Apprend-on à parler de la même façon partout dans le monde ?
7 000 langues sont parlées dans le monde dans des cultures diverses. Pourtant un peu plus de la moitié des études sur l’acquisition de la langue maternelle portent sur des enfants qui apprennent une seule langue, en général l’anglais, aux États-Unis. Comment savoir, dès lors, si l'apprentissage de la langue maternelle suit un processus universel ? Des chercheuses et des chercheurs du Laboratoire de sciences cognitives et psycholinguistique (UMR8554, CNRS / EHESS / ENS-PSL) et du Max Planck Institute for Evolutionary Anthropology ont étudié les expériences vocales des enfants de l'île de Malakula (Vanuatu) où le multilinguisme est la norme. Les résultats de leur étude, parus récemment dans la revue Developmental Science, mettent en évidence l'importance d’observer des enfants de cultures diverses pour décrire le processus de développement du langage.
L'apprentissage du langage est universel. Il n'existe pas de culture humaine sans langage, et dans chaque population, les enfants apprennent tout naturellement la ou les langues utilisées par leur entourage. Or, les populations — et les langues qu'elles utilisent — sont extrêmement variées. Comment notre appareil cognitif arrive-t-il à s'adapter à chaque situation ?
L’équipe « Acquisition du Langage à travers différentes Cultures », du Laboratoire de sciences cognitives et psycholinguistique a pour objectif de décrire fidèlement les expériences linguistiques des enfants dans le monde entier. En collaboration avec l'anthropologue Heidi Colleran, responsable du groupe BirthRites au Max Planck Institute for Evolutionary Anthropology, Alejandrina Cristia, directrice de recherche CNRS, et Lucas Gautheron, doctorant, ont étudié les expériences vocales des enfants qui grandissent sur l'île de Malakula de l’archipel du Vanuatu dans le Pacifique Sud, où le multilinguisme est la norme.
Heidi Colleran a tout d’abord contacté des familles de l’île qu'elle visitait souvent dans le cadre de ses études sur la reproduction et la place de femmes dans les sociétés. Celles-ci ont accepté de participer à cette étude, conscientes (et fières) d’habiter une île ayant la plus grande densité linguistique au monde (plus de 40 langues, environ une langue par 50 km2). Au total, trente-huit enfants âgés de 5 à 33 mois, provenant de onze villages différents, ont été observés et vingt-deux langues ont été enregistrés. D'après leurs parents, ces enfants entendent en moyenne trois langues et jusqu'à huit pour certains d’entre eux.
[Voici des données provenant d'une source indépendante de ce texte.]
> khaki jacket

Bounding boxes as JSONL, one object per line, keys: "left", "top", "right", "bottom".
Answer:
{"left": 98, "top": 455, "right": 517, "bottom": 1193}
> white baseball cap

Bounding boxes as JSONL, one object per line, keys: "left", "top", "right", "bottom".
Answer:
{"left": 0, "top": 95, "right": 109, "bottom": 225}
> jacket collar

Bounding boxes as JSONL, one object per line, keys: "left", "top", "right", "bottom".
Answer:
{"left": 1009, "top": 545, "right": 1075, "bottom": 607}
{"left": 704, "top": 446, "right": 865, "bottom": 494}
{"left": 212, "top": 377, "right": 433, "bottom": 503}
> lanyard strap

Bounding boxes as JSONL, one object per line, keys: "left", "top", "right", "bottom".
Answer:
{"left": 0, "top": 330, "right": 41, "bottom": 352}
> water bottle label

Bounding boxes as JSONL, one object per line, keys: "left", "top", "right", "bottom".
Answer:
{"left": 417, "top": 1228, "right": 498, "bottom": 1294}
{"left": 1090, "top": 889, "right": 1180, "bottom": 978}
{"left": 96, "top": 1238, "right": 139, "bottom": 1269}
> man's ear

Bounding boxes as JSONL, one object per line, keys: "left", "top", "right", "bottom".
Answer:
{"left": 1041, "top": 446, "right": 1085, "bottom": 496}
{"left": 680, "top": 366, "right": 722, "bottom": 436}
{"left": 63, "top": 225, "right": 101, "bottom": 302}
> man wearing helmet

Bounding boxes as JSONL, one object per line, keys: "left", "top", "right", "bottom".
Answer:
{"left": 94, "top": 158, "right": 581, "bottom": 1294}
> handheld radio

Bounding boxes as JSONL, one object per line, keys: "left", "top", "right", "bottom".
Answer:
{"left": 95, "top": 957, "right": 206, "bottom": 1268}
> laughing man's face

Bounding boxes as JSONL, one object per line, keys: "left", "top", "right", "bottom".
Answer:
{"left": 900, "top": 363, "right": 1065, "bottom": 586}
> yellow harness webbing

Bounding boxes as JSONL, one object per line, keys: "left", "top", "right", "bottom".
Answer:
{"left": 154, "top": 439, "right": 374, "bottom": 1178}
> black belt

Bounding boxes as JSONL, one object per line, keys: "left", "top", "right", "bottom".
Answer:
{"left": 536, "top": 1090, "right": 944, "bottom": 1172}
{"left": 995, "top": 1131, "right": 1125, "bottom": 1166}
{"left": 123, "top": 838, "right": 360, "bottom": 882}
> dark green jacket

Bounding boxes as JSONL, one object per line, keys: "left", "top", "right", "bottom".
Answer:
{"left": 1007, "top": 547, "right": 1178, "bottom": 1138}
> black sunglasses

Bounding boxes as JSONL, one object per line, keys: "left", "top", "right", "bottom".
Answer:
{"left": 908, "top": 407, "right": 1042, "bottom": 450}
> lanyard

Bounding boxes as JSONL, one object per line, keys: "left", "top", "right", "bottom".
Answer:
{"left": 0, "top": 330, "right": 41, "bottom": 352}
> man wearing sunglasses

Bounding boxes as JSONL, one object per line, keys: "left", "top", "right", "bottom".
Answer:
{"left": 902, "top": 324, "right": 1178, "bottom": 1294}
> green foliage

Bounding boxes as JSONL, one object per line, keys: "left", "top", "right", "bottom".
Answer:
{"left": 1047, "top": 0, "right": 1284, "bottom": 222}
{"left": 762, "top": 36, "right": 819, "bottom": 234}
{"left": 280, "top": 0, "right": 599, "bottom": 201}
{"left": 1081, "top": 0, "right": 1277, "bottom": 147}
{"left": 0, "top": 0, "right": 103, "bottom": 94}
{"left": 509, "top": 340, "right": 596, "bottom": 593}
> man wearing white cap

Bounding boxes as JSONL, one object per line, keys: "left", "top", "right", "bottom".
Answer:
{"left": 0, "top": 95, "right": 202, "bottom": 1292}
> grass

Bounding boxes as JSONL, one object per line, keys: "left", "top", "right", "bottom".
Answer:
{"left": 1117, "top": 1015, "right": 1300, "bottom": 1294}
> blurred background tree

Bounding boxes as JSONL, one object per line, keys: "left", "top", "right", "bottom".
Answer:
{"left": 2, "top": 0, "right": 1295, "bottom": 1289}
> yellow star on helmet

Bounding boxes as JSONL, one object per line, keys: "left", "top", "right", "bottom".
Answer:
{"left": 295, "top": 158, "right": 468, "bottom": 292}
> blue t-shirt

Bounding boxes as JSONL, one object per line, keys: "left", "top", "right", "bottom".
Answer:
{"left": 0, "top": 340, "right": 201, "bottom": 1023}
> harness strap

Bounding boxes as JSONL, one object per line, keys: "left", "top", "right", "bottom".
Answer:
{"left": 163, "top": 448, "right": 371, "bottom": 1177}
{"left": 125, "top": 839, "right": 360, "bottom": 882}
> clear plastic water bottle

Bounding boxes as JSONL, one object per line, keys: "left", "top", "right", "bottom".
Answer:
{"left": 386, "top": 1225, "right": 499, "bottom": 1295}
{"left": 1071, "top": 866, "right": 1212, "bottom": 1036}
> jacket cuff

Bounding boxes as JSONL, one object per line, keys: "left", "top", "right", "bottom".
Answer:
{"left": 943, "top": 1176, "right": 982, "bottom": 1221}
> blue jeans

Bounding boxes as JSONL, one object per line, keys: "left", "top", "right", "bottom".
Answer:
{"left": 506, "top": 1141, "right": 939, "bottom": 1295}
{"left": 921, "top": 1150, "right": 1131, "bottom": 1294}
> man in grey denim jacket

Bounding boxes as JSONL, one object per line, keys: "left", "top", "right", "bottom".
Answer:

Pour recueillir des données, l’équipe a utilisé un appareil d'enregistrement de la taille d'une clé USB que les enfants portaient sur eux toute la journée. Un dispositif très efficace car peu intrusif : l’appareil est disposé sur le vêtement de l’enfant, lui évitant de limiter ses déplacements. Il produit ainsi des enregistrements sur la durée, par ailleurs très significatifs puisque l’enfant ne modifie en rien ses occupations habituelles. C’est d’autant plus important dans des populations où les enfants sont gardés par plusieurs personnes tout au long de la journée et où ils ont la liberté d'aller jouer avec d’autres enfants dès qu'ils arrivent à marcher.
Le système d'analyse automatisé basé sur l'intelligence artificielle et développé par cette équipe de recherche a ainsi révélé que, tout interlocuteur confondu, le temps de parole total (toutes langues confondues) qu'un enfant entendait était de onze minutes par heure ; c’est cinq minutes de moins que celui relevé au sein des populations monolingues et anglophones étudiées jusque-là. En revanche, les jeunes enfants de l’île vocalisent à un rythme comparable à celui des enfants de populations habituellement étudiées.
Ces deux résultats combinés suggèrent une grande stabilité en matière de vocalisations malgré des différences de temps de parole entendu. Ils invitent à aller plus loin pour mieux comprendre quelles expériences permettent et facilitent le développement du langage dans des populations diverses.
Référence
Cristia A., Gautheron L., Colleran H., Dr. 2023, Vocal input and output among infants in a multilingual context: Evidence from long-form recordings in Vanuatu, Developmental Science.